As Burdge likes to put it, “I go where the work is.” And by the early 2000s, Burdge was splitting time between offices in Cabo San Lucas, Malibu, and his new home base of Sun Valley, Idaho, where a team of five worked to support a multitude of projects across a range of locales, including Montana, Wyoming, and Hawai’i. Burdge and his wife Laura were raising their twin sons Hayden and Reed in the beautiful Wood River Valley, and business was booming. But when the economy took a turn and the recession took hold, the business of designing projects for second homeowners slowed, and he was forced to shutter the Sun Valley office and return to California. “I knew we’d be back in the Wood River Valley at some point,” says Burdge. “We just didn’t know when.”
“Architects don’t retire, they just expire.”
–Doug Burdge, Burdge Architects
As a teenager, he spent time with family and friends in Sun Valley, and the magic of the mountains had gotten its hooks into him. The time he and his family spent in Sun Valley as residents only deepened his connections. When the pandemic and other forces brought about another opportunity to move back to the mountains full-time, he and his family wasted little time making their return and are now full-time Idahoans, dividing time between Ketchum and their ranch in Challis. Though he and his family have easily adjusted back into the slower pace of mountain life, Burdge’s work continues to find him, even in the most remote and desolate corners of the Gem State.

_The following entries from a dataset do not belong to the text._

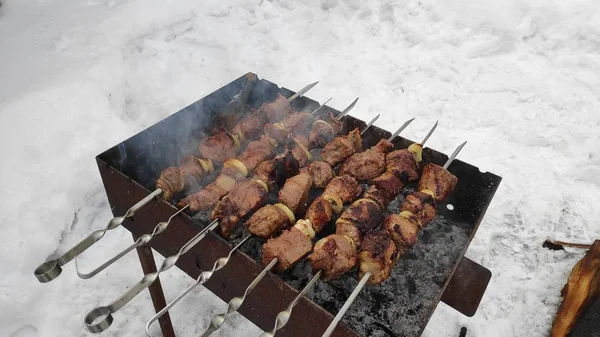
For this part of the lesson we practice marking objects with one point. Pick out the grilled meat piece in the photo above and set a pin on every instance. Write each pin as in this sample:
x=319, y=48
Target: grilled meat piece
x=362, y=217
x=344, y=187
x=581, y=290
x=267, y=221
x=438, y=180
x=247, y=196
x=189, y=173
x=335, y=255
x=377, y=256
x=321, y=173
x=402, y=164
x=218, y=147
x=368, y=164
x=210, y=195
x=341, y=148
x=421, y=205
x=294, y=193
x=275, y=171
x=258, y=151
x=277, y=110
x=403, y=229
x=289, y=248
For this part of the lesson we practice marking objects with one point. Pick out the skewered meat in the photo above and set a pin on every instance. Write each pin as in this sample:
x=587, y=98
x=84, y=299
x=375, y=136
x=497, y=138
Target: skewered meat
x=335, y=255
x=258, y=151
x=341, y=148
x=247, y=196
x=377, y=256
x=268, y=220
x=294, y=193
x=368, y=164
x=403, y=164
x=403, y=229
x=437, y=180
x=421, y=205
x=363, y=216
x=218, y=147
x=321, y=173
x=582, y=288
x=276, y=110
x=291, y=246
x=275, y=171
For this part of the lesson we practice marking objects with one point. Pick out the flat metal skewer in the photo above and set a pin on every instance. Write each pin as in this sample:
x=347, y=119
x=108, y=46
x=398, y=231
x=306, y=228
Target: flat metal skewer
x=284, y=316
x=142, y=240
x=50, y=270
x=202, y=278
x=368, y=275
x=100, y=318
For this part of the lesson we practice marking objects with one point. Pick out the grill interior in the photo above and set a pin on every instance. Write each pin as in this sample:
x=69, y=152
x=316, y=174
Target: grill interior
x=403, y=304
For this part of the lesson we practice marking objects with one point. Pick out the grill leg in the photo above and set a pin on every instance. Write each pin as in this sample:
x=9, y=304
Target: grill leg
x=156, y=292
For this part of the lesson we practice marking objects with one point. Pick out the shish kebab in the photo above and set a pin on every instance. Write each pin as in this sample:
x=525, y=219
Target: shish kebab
x=162, y=226
x=401, y=167
x=100, y=318
x=381, y=249
x=289, y=201
x=339, y=190
x=51, y=269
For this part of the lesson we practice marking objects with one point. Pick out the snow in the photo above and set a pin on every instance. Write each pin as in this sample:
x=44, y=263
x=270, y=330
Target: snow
x=520, y=80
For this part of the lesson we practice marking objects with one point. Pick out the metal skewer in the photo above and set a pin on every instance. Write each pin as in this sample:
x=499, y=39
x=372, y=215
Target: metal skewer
x=100, y=318
x=368, y=275
x=50, y=270
x=236, y=302
x=284, y=316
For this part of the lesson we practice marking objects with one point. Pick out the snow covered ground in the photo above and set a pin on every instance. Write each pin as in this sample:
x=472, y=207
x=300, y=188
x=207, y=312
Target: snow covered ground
x=520, y=80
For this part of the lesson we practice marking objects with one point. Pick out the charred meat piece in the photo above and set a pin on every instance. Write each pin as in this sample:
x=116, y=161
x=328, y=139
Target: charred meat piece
x=368, y=164
x=218, y=147
x=321, y=173
x=421, y=205
x=402, y=163
x=289, y=248
x=344, y=187
x=335, y=255
x=210, y=195
x=341, y=148
x=438, y=180
x=275, y=171
x=294, y=193
x=582, y=288
x=324, y=131
x=267, y=221
x=247, y=196
x=403, y=229
x=362, y=217
x=277, y=110
x=377, y=256
x=258, y=151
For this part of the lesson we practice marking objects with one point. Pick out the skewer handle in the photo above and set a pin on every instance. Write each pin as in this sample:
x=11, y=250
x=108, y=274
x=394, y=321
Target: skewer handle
x=347, y=305
x=203, y=278
x=284, y=316
x=50, y=270
x=100, y=318
x=235, y=303
x=142, y=240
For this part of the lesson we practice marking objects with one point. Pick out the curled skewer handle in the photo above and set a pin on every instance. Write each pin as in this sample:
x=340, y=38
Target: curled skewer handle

In a classic small-town Idaho turn of events, a lawnmower repair provided Burdge with new opportunities to truly test his style range. As Burdge made polite conversation with the man tasked with reviving his mower, he soon discovered that this man was not only mechanically inclined but politically as well and was serving as a Custer County Commissioner. As their conversation carried on, Burdge revealed his profession, sparking a sudden interest in the Commissioner. As fate would have it, Custer County needed a new Courthouse, but he and the other commissioners had struggled to find someone qualified who could jumpstart the project. True to his simple adage, ‘go where the work is,’ Burdge took on his first courthouse. And true to his craft, he delivered highly functional designs that will serve their uses and look perfectly apropos in the rugged, pastoral landscape of Challis. And like all his work, his courthouse design was so well-received that he’s now also tasked with the design of the new Custer County jail and sheriff’s office as well.
With all that he has done and accomplished in his career, many would assume that retirement is the logical next step, but Burdge insists that an architect’s work never truly stops. “Architects don’t retire, they just expire,” states Burdge earnestly. And it would certainly seem that he has no interest in slowing down. Burdge and his son Reed are looking to open a design-build shop in the Wood River Valley where local artisans and craftspeople can work together to create exceptional work from vision through fabrication. On top of that, he and some partners have been hard at work on a pre-fabricated ADU concept called Buhaus (a Malibu riff on the classic Bauhaus), which adds high-end finishes to utilitarian shipping container living spaces.
In all his projects past, present, and future, Doug Burdge has translated visions into breathtaking realities, each and every one of them starting out first as a deftly drawn sketch. As the sunrise begins each new day, it is a certitude that Burdge’s hands will be sweeping across the tracing paper with the skill and precision of a surgeon, breathing life into his next great design.